Protective Property Trust

Protective Property Trust

A major concern for many people is their home could be used to fund care or on remarriage go to another family. This may happen if both you and your spouse you have just made a traditional mirror will.

On first death, your home will default to the survivor spouse. If the survivor then goes into care or gets remarried your inheritance could be at risk of going elsewhere. A Property Protection Trust can help you protect your share of the home and ensure that it is passed onto your loved ones.

On first death, your home will default to the survivor spouse. If the survivor then goes into care or gets remarried your inheritance could be at risk of going elsewhere. A Property Protection Trust can help you protect your share of the home and ensure that it is passed onto your loved ones.

How it works

A Protective Property Trust (will) enables you to safeguard your share of the property. The trust is activated when the will comes into force in the event of the testator dying.

The trust appoints a life-tenant, usually the spouse or partner, who has a right of residence in the property for the remainder of his or her life.
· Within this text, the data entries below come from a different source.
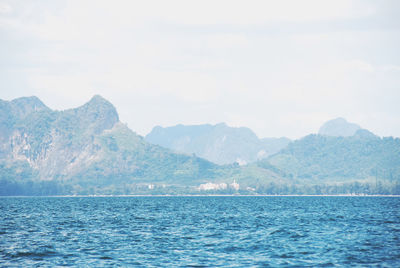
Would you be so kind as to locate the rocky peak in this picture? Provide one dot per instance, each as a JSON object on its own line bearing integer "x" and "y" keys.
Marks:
{"x": 338, "y": 127}
{"x": 24, "y": 106}
{"x": 98, "y": 112}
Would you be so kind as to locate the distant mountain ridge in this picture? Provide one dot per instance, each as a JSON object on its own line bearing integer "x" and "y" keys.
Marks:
{"x": 87, "y": 150}
{"x": 84, "y": 150}
{"x": 219, "y": 143}
{"x": 338, "y": 127}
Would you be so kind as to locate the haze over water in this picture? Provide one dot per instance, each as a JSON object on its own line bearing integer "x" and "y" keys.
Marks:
{"x": 200, "y": 231}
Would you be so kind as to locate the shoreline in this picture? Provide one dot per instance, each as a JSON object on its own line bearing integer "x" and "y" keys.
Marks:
{"x": 192, "y": 195}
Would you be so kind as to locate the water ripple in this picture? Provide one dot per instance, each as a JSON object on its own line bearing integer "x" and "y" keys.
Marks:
{"x": 200, "y": 231}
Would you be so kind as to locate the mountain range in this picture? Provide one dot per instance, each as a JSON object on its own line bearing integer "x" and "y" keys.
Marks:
{"x": 87, "y": 150}
{"x": 219, "y": 143}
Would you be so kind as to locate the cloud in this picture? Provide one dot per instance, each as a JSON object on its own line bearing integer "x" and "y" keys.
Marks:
{"x": 5, "y": 8}
{"x": 279, "y": 67}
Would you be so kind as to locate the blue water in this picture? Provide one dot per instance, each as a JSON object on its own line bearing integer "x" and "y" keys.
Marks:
{"x": 200, "y": 231}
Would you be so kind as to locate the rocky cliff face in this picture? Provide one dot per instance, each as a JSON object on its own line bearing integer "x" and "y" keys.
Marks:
{"x": 84, "y": 148}
{"x": 55, "y": 143}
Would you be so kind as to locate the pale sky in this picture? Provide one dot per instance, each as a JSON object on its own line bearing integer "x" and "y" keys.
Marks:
{"x": 281, "y": 68}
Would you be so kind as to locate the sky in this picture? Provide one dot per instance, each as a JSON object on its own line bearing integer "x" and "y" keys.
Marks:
{"x": 281, "y": 68}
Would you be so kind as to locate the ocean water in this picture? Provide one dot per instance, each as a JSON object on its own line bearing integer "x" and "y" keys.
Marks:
{"x": 200, "y": 231}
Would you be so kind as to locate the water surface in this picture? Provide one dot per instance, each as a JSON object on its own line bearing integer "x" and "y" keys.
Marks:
{"x": 200, "y": 231}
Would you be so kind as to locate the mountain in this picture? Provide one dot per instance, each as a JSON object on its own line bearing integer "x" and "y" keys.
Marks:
{"x": 219, "y": 143}
{"x": 326, "y": 160}
{"x": 86, "y": 150}
{"x": 338, "y": 127}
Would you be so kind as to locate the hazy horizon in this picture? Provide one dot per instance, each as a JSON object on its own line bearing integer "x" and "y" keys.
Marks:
{"x": 279, "y": 68}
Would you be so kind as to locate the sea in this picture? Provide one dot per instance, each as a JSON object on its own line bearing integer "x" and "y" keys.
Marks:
{"x": 200, "y": 231}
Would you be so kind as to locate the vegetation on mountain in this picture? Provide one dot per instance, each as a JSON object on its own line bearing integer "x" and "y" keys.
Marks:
{"x": 87, "y": 150}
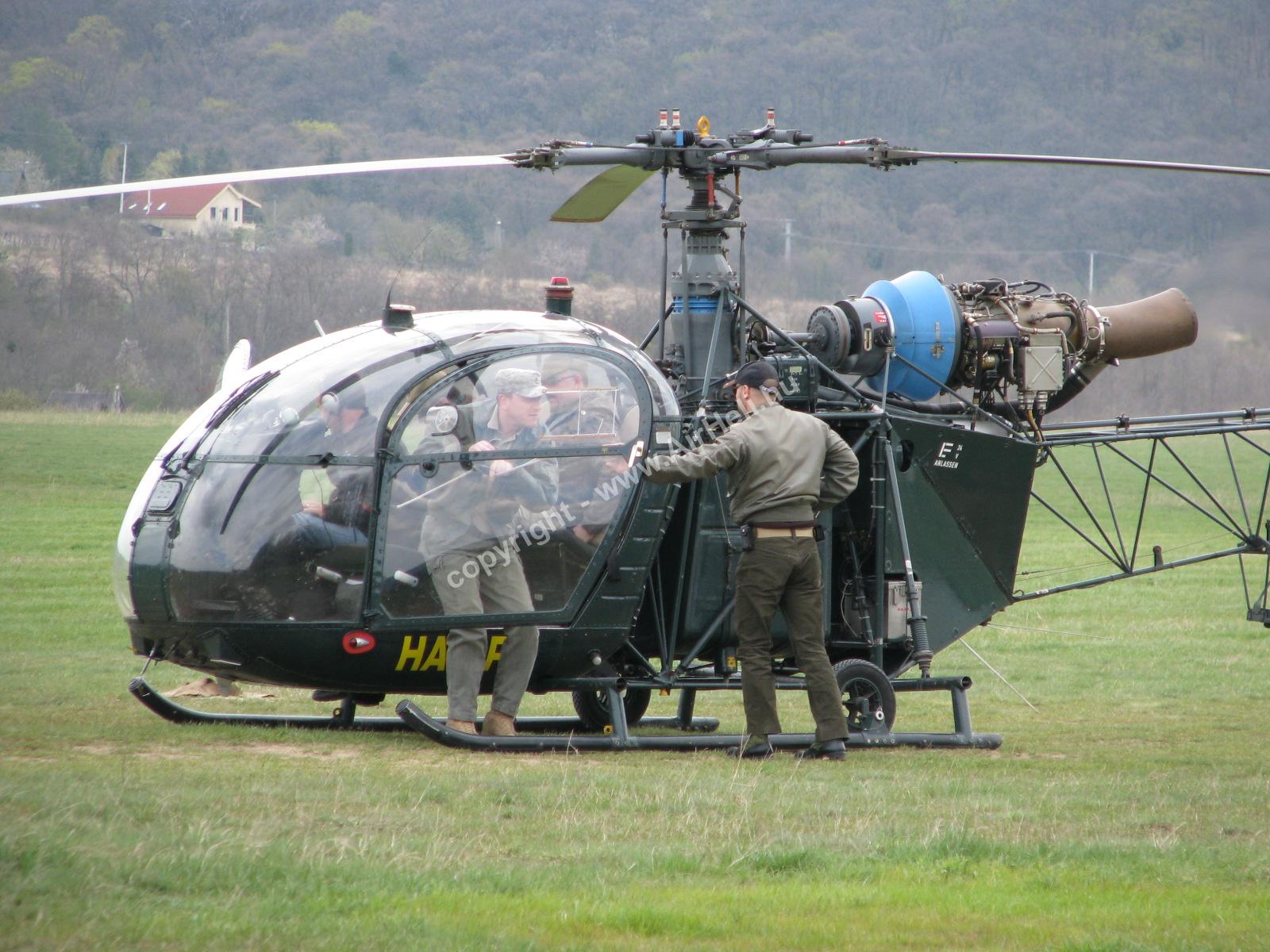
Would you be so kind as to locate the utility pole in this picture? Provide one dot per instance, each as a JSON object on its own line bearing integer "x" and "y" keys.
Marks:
{"x": 124, "y": 175}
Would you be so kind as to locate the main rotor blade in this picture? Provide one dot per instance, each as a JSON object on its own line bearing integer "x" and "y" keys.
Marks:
{"x": 907, "y": 155}
{"x": 597, "y": 200}
{"x": 233, "y": 178}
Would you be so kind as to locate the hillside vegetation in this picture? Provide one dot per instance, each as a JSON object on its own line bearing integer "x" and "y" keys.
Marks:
{"x": 194, "y": 86}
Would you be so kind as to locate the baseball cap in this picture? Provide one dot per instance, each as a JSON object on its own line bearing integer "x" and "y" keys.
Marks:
{"x": 520, "y": 381}
{"x": 756, "y": 374}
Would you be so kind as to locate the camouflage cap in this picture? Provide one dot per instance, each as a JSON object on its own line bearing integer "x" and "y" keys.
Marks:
{"x": 520, "y": 381}
{"x": 558, "y": 366}
{"x": 756, "y": 374}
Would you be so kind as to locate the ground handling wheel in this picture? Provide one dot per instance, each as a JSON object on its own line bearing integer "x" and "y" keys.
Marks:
{"x": 867, "y": 695}
{"x": 592, "y": 706}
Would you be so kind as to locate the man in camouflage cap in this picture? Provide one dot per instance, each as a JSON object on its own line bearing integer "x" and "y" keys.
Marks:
{"x": 474, "y": 516}
{"x": 784, "y": 469}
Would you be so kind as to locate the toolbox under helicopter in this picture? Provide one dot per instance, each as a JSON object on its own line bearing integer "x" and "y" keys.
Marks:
{"x": 260, "y": 549}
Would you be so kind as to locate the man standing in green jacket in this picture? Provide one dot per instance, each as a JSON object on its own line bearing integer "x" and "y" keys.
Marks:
{"x": 783, "y": 469}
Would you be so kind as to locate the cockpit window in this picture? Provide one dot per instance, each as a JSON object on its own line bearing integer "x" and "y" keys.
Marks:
{"x": 512, "y": 475}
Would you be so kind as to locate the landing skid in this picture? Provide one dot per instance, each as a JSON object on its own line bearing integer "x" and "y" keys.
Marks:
{"x": 569, "y": 731}
{"x": 876, "y": 735}
{"x": 346, "y": 717}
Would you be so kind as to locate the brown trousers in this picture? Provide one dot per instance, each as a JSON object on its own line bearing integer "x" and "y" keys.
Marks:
{"x": 784, "y": 573}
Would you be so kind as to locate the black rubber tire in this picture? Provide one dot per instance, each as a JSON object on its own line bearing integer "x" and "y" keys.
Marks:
{"x": 864, "y": 681}
{"x": 592, "y": 706}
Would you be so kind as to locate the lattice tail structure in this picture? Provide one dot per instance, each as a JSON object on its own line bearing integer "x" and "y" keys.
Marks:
{"x": 1204, "y": 475}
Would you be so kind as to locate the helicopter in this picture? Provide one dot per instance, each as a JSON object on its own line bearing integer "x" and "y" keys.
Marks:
{"x": 258, "y": 550}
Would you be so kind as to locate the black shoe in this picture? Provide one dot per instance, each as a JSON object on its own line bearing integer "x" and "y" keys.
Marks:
{"x": 825, "y": 750}
{"x": 757, "y": 749}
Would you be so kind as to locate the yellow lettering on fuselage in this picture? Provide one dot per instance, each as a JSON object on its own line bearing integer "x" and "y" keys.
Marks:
{"x": 437, "y": 657}
{"x": 419, "y": 655}
{"x": 410, "y": 653}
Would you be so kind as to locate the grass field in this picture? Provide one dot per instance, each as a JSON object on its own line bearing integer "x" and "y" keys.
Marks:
{"x": 1130, "y": 812}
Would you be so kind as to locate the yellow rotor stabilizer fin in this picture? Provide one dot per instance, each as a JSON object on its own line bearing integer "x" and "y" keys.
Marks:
{"x": 597, "y": 200}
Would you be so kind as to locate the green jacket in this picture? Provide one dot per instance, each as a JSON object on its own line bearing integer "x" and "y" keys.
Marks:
{"x": 781, "y": 465}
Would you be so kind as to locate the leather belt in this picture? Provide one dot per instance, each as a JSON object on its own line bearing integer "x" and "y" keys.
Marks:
{"x": 791, "y": 532}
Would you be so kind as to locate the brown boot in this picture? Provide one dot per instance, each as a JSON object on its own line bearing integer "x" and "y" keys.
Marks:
{"x": 498, "y": 725}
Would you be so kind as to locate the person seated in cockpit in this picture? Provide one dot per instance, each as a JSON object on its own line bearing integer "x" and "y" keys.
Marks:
{"x": 582, "y": 416}
{"x": 334, "y": 514}
{"x": 470, "y": 543}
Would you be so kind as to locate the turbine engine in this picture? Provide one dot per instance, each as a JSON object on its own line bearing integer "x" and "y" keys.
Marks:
{"x": 988, "y": 336}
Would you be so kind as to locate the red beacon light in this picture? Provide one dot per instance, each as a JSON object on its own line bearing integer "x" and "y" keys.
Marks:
{"x": 559, "y": 296}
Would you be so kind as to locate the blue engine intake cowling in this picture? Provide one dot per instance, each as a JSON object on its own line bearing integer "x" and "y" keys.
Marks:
{"x": 926, "y": 332}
A clause can be inserted so that the life interest ends upon remarriage. The trustees, often the children, cannot evict the life tenant. If later on in life the surviving spouse wants to sell the property, but another one, thereby releasing some equity, they can do so.

Without a Protective Property Trust, and where a home is jointly owned as joint tenants, the property automatically passes over to the surviving joint owner. This creates a potential problem if the surviving owner then goes on to remarry, leaving their estate to their future spouse. The house could then pass to children of the second relationship and the deceased partners children may get nothing. A Protective Property Trust protects against this and involves changing the joint tenancy where required, so that the owners become Tenants in Common and can then do as they want with their own half.

If the surviving owner goes into care, and the local authority is making an assessment for care fees, they will not be able to take into account any of the property already in trust, thus protecting it for future beneficiaries.

A Protective Property Trust ensures each child is guaranteed their planned inheritance or distribution of assets, ensuring that your part of the property goes to your children. Assets are released upon second death and or upon remarriage of the surviving partner, guaranteeing that each child or beneficiary receives the inheritance planned.

Having spent a lifetime saving hard for the possessions you have and repaying a mortgage you would be justified in feeling a little aggrieved if your children did not receive the benefit – the 3 most common reasons for this happening are:

  • Sideways Disinheritance – Losing the estate because the survivor remarries
  • Long Term care fees
  • Children with problems such as drug, alcohol or gaming addiction or even shaky remarriages.